Middletown Life: Forever embers of hope
04/09/2025 12:06PM ● By Richard Gaw
Photos by Jim Coarse
Text by Richard L. Gaw
“Like the keeper of the lighthouse and the prisoner, she regarded it as a mooring, a checkpoint, some stable visual object that assured her that the world was still there; that this was life and not a dream. That she was alive somewhere, inside, which she acknowledged to be true only because a thing she knew intimately was out there, outside of herself.” Toni Morrison, Song of Solomon
Perhaps more than any other man-made structure, lighthouses are said to best represent the dueling predicament of the human life: our isolation and our absolute connectedness with each other. All up and down the Route 9 corridor along Delaware Bay waterway, lighthouses are the forever embers on the shore. From the Marcus Hook Rear Range Lighthouse in North Wilmington to the Liston Front Range Lighthouse in Middletown to the Fenwick Island Lighthouse in Fenwick, there are 13 active lighthouses in Delaware, each separate entities but when joined together, they form a connective bond of light that guides boaters safely on their way.
Our poets, writers and our most courageous frequently use lighthouses as metaphors for life.

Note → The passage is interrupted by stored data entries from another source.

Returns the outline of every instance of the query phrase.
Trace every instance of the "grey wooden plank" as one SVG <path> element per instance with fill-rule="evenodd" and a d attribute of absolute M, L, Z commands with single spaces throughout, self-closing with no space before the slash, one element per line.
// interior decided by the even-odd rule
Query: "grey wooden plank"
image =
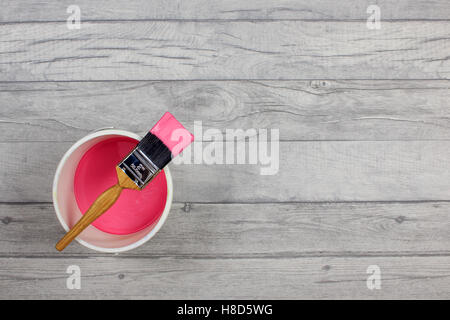
<path fill-rule="evenodd" d="M 448 79 L 449 21 L 0 25 L 0 81 Z"/>
<path fill-rule="evenodd" d="M 70 145 L 0 143 L 0 154 L 7 155 L 0 160 L 0 201 L 51 201 L 56 166 Z M 449 200 L 449 152 L 448 140 L 280 142 L 279 170 L 275 175 L 261 175 L 261 168 L 267 166 L 259 164 L 172 163 L 174 199 L 179 202 Z M 277 157 L 272 159 L 276 163 Z"/>
<path fill-rule="evenodd" d="M 66 287 L 69 265 L 81 289 Z M 367 268 L 381 289 L 367 288 Z M 448 299 L 450 257 L 0 258 L 1 299 Z"/>
<path fill-rule="evenodd" d="M 159 233 L 121 257 L 186 259 L 450 255 L 450 202 L 175 203 Z M 0 256 L 62 257 L 52 204 L 0 204 Z M 64 256 L 101 256 L 78 243 Z M 109 256 L 109 254 L 103 254 Z"/>
<path fill-rule="evenodd" d="M 4 6 L 0 22 L 65 21 L 71 0 L 16 0 Z M 78 0 L 84 20 L 131 19 L 367 19 L 377 4 L 382 19 L 448 19 L 445 0 Z"/>
<path fill-rule="evenodd" d="M 448 80 L 0 83 L 0 141 L 75 141 L 108 126 L 143 134 L 166 110 L 190 130 L 194 121 L 223 133 L 275 127 L 284 141 L 448 140 L 449 88 Z"/>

George Bernard Shaw wrote, “I can think of no other edifice constructed by man as altruistic as a lighthouse. They were built only to serve.” The philosopher Vernon Howard wrote that a “lighthouse remains perfectly steadfast and unaffected by the storm. Your true self is like that. Nothing can ever harm you once you are consciously aware that it is so.”
In the last decade of his life, after an equestrian accident paralyzed him and left him confined to a wheelchair and ventilator with very little mobility, the actor Chistopher Reeve became a symbol for resilience, grace and courage.
“At some time, often when we least expect it, we all have to face overwhelming challenges,” was quoted as saying. “When the unthinkable happens, the lighthouse is hope. Once we find it, we must cling to it with absolute determination. When we have hope, we discover powers within ourselves we may have never known - the power to make sacrifices, to endure, to heal, and to love. Once we choose hope, everything is possible.”